Sample & Hold modules, as explained last month, convert a continuously varying signal into a stepped series of fixed pitches. And this, as we shall see, is the basis of what we know as 'digital audio'...
Do you remember Figure 1? It featured in last month's Synth Secrets, and when I presented it to you, I asked the following question: Is the red line the input from an S&H module, with the blue line the smoothed output? Alternatively, is the blue line an audio signal input, with the red line the S&H output? This month we're going to find out the answer.
Generating Step Sequences
In Synth Secrets Part 16 (SOS August 2000) we talked a lot about Sample and Hold modules and step sequencers, two devices that generate 'stepped' CV signals at their outputs. So let's start here, and consider the 13-step sequencer shown in Figure 2. OK, I admit that I've never heard of a 13-step sequencer, but that's not relevant — most 16-step devices allow you to truncate the sequence at any step you wish. Anyway, let's set up our sequencer as shown in Figure 3...
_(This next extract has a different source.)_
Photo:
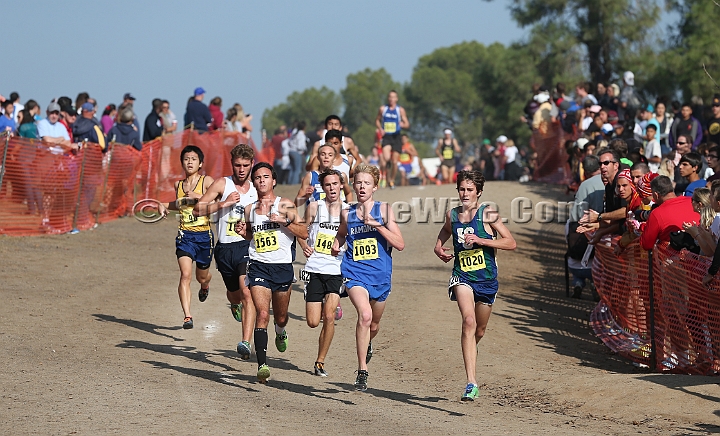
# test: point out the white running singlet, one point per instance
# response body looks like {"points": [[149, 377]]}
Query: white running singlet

I have set the faders on the sequencer so that (hypothetically) it outputs 1V at step one, 1.083V at step two, 1.167V at step three, and so on up to precisely 2V at step 13. The eagle-eyed among you will notice that this quantised output represents a chromatic scale from C1 to C2 on a 1V/octave synthesizer. To ensure that the output conforms precisely to these voltages, I have inserted a quantiser between the sequencer and the oscillator it controls. We can then represent the output as shown in Figure 4.
Now, let's hypothesise that the clock runs at one pulse per second. Clearly, the oscillator will step between notes once per second, completing the scale once every 13 seconds before resetting to the beginning and starting again. But what happens if we accelerate the clock? At 130 pulses per second, the scale repeats 10 times per second, creating a complex tone at the output.
If you try to accelerate a conventional synthesizer clock much further, you'll soon reach its limit. This is because clocks are low-frequency oscillators, most of which have a maximum frequency of just a few hundred Hertz. So let's replace the dedicated clock with an audio-frequency oscillator. If we set this to a tight pulse waveform, there's no reason why it shouldn't act like a clock, but with a far wider range of frequencies. See Figure 5.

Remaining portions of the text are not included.